Cognitive representations of hand posture in ideomotor apraxia.

Author information

1
Moss Rehabilitation Research Institute, Korman 213, 1200 W. Tabor Road, Philadelphia, PA 19141, USA. lbuxbaum@einstein.edu

Abstract

Ideomotor apraxia (IM) is a disorder of skilled action characterized by spatiotemporal errors in pantomiming object use and in using objects. Recent evidence suggests that at least some patients with IM may exhibit particular deficits in forming hand configurations appropriate for object use. Sirigu et al. [Cortex 31 (1995) 41] reported an apraxic who positioned her hand inappropriately when attempting to use objects in accordance with stored knowledge of object-specific manipulation, but in reaching tasks could grasp the same objects appropriately in response to their structure. To this point, however, apraxics' ability to respond to functional and structural attributes of objects has not been empirically assessed. We investigated the hypothesis that patients with IM (n=9) due to left inferior parietal damage would be impaired in producing and recognizing hand postures associated with familiar objects, indicating deficient memorial representations for object-specific hand postures. In contrast, we predicted relatively unimpaired ability to produce and recognize appropriate hand postures with novel objects, indicating integrity of "on line" spatiomotor procedures coding hand position in response to object structure. Apraxics' performance was contrasted with 10 healthy controls and 8 brain-lesioned non-apraxics.
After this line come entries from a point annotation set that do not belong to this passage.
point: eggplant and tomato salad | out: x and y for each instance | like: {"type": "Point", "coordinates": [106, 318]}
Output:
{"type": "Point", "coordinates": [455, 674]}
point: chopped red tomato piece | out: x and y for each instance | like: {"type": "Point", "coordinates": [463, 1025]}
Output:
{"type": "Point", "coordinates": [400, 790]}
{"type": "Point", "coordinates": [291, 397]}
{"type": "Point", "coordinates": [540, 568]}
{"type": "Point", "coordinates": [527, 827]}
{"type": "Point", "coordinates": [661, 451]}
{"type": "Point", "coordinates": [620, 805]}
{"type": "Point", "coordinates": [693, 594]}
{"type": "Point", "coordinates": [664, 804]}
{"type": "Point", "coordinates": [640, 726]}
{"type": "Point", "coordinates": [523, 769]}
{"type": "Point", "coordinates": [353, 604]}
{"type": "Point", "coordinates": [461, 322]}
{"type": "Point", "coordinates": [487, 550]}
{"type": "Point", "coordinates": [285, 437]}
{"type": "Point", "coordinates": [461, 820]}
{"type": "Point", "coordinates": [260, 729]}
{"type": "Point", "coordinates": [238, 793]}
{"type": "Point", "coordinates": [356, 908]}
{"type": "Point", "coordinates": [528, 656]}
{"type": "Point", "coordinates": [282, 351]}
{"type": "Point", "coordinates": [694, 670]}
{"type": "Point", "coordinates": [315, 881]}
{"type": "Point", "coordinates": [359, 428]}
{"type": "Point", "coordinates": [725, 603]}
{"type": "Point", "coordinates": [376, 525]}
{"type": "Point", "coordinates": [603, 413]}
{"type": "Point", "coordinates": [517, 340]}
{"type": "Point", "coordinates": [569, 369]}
Consistent with our predictions, the apraxics responded abnormally with familiar objects but normally in recognizing hand postures appropriate for novel objects. In addition, performance with objects calling for a prehensile response (pinch or clench) was superior to that with objects evoking a non-prehensile response (palm or poke). These data suggest degradation of inferior parietally-mediated representations of the precise hand postures associated with familiar objects. Furthermore, they are consistent with possible over-reliance upon dorsal system procedures for calculating precision and power grip in response to object structure.

PMID:
12667544
[Indexed for MEDLINE]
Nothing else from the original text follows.